HOME CUBRA

INHOUD AUTEURS

Brabant Cultureel • Brabant Literair

Tijdschrift voor kunst, cultuur en literatuur

64ste Jaargang - nummer 3 - juni 2015

 
HOME BC / BL Contact / Reageren Archief Brabant Cultureel Archief Brabant Literair
 
 

www.youtube.com/watch?v=UOFLowBOeaE

 

©Brabant Cultureel – juni 2015

Beeldentuin van Het Nieuwe ABG in Bergen op Zoom

 

Bergen op Zoom krijgt een beeldentuin bij Woonzorgcentrum Het Nieuwe ABG. Om te zien of dit een relevante toevoeging is aan het kunstbezit in de openbare ruimte, of een herhalingsoefening, maken we een rondgang langs de stedelijke sculptuur in de Noordbrabantse Scheldestad.

 

door Albert Hagenaars

 

Poëzieroutes, beeldentuinen, pop-up galeries, deze trends en andere zetten door en goed ook. Elke plaats die zich een artistieke glans wil verschaffen is er druk mee. Sommige plaatsen ontlenen er zelfs het belangrijkste deel van hun imago aan, maar dat zal Bergen op Zoom vooralsnog niet lukken. Toch laten ook daar de gemeente en allerlei organisaties niet af zich met wisselend resultaat als een cultureel bolwerk te presenteren.

 

 

Gerard Franssen, Onleesbaar schrift. foto Piet den Blanken

 

 

Gasthuis

Initiatieven zijn er zelfs verrassend veel voor zo’n kleine stad. Aan de lange en rijke historie zal het niet liggen, maar er zijn ook tegenkrachten. Bergen mag zich dan verheugen in een jaloersmakend bezit van ruim achthonderd rijks- en gemeentelijke monumenten, de erbarmelijke visuele kwaliteit van complete gevelwanden in bijvoorbeeld de Sint-Josephstraat en ook de al decennia lang gapende wond van de Westersingel, hoofdstraten nota bene, eisen hun tol.
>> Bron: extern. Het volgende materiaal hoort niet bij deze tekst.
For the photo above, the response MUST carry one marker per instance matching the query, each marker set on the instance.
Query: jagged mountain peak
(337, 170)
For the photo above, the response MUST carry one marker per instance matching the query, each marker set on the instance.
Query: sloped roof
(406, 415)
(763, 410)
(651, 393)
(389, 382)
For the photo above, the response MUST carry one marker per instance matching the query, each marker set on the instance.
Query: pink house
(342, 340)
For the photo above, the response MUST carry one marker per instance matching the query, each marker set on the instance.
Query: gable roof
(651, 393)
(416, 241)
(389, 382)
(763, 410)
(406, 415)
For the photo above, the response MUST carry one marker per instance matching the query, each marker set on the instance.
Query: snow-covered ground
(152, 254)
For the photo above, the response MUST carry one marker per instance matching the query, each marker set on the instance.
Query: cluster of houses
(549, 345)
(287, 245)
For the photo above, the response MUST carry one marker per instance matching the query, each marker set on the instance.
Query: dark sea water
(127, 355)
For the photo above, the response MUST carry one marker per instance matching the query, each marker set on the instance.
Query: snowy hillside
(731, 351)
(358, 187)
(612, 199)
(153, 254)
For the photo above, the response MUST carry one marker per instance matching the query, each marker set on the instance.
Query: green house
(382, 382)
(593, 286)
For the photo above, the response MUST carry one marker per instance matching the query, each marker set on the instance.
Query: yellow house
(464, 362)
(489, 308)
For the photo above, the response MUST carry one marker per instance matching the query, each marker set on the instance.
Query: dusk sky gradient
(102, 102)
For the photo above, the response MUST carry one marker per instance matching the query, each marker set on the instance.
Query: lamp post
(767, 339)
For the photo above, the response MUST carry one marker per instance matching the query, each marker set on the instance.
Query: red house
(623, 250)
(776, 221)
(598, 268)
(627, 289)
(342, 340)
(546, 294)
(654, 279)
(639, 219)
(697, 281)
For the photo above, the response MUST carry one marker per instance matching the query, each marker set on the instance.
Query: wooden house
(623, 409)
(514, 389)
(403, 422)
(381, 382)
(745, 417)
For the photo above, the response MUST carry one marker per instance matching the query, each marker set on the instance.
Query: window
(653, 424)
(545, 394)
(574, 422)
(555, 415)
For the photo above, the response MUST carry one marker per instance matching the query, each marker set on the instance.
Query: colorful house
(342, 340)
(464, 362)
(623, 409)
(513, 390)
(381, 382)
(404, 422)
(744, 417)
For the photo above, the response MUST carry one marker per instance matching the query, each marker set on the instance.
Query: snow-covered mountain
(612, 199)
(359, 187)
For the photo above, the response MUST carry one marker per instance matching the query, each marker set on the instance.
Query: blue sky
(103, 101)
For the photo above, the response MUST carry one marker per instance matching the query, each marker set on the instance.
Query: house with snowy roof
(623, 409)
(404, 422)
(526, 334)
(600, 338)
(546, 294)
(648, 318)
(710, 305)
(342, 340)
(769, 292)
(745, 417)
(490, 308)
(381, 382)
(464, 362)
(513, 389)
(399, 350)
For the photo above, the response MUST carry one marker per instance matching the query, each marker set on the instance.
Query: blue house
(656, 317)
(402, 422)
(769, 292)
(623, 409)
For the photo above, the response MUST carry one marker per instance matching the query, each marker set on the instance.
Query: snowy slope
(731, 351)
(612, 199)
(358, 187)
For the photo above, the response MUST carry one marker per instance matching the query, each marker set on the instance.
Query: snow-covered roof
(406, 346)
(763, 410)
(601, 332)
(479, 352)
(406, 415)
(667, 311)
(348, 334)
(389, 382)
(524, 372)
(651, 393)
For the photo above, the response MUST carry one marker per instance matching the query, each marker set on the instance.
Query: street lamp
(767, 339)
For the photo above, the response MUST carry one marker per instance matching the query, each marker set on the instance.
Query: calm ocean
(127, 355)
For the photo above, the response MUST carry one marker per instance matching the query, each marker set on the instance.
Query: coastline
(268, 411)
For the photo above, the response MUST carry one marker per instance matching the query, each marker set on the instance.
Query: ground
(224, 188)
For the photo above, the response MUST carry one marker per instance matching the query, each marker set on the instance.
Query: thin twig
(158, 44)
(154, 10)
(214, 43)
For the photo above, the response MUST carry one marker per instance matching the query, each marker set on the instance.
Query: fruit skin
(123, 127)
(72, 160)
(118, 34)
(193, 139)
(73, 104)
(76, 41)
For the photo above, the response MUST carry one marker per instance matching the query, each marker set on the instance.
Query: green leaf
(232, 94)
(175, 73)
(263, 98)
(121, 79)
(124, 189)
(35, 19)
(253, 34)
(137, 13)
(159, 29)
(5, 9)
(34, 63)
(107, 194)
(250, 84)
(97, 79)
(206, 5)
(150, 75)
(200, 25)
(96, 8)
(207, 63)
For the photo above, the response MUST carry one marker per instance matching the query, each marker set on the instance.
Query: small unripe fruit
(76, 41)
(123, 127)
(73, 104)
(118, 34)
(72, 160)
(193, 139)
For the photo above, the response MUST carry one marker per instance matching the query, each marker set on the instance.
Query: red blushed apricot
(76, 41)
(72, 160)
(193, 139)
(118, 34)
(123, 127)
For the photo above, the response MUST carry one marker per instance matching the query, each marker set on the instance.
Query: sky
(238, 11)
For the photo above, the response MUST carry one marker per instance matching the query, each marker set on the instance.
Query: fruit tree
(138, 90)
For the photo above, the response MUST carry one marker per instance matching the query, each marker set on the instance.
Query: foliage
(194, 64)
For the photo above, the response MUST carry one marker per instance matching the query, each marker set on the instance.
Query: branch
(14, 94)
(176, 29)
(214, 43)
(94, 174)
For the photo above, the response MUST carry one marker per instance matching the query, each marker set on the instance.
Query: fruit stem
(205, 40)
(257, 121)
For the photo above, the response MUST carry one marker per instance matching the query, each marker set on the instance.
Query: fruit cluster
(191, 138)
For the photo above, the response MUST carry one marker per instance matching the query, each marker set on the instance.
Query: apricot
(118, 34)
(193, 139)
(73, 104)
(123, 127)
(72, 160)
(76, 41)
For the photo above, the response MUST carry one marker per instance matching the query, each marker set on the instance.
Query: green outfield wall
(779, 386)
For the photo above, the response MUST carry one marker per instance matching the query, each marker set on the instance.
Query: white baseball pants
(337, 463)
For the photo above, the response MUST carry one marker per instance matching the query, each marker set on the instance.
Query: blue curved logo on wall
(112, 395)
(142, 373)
Daarnaast bepaalt ook industrie evenzeer het imago van de stad. Kenmerkend was lang de onlangs gesloten grote vestiging van Philip Morris en sinds de vorig jaar geopende A4 is er het succes als logistiek centrum voor internationale distributie van goederen.

Nu is op de slooplocatie van het voormalige ABG, het Algemeen Burgerlijk Gasthuis, tussen Zuid-Oostsingel en Van Dedemstraat, een beeldentuin ontstaan met de naam Het Nieuwe ABG. Alleen het oudste gebouw, het oorspronkelijke Gasthuis staat er nog. Het is een eclectische schepping van de lokale architect Van Genk. In afwachting van nieuwbouw voor zorginstelling TanteLouise-Vivensis zijn er voor cliënten tijdelijke onderkomens aan elkaar geklikt en opgestapeld, van het type dat met juist onderhoud wel honderd jaar meekan. De sculpturen zijn op het resterende terrein geplaatst, nog altijd een flinke lap grond. Zij vormen niet het eerste ensemble van stenen, houten en metalen kunst in de Scheldestad. Tijd voor een plaatsbepaling.

 

 

Annie Andriessen, Lady Midnight. foto Piet den Blanken

 

 

Steenhakkerij

Het oudste beeldhouwwerk in Bergen op Zoom zijn de talrijke gevelstenen, waarvan enkele nog uit de late middeleeuwen dateren. De meeste gevelstenen hadden een dubbele functie. Zij gaven het adres en beroep aan en zorgden door een fraai staaltje steenhakkerij ook voor reclame. De mooiste gevelstenen zijn nog altijd treffende voorbeelden van toegepaste kunst in de openbare ruimte. ‘In de Draeck’ in de Londonstraat wordt bijvoorbeeld nog steeds bewonderd en vaak gefotografeerd.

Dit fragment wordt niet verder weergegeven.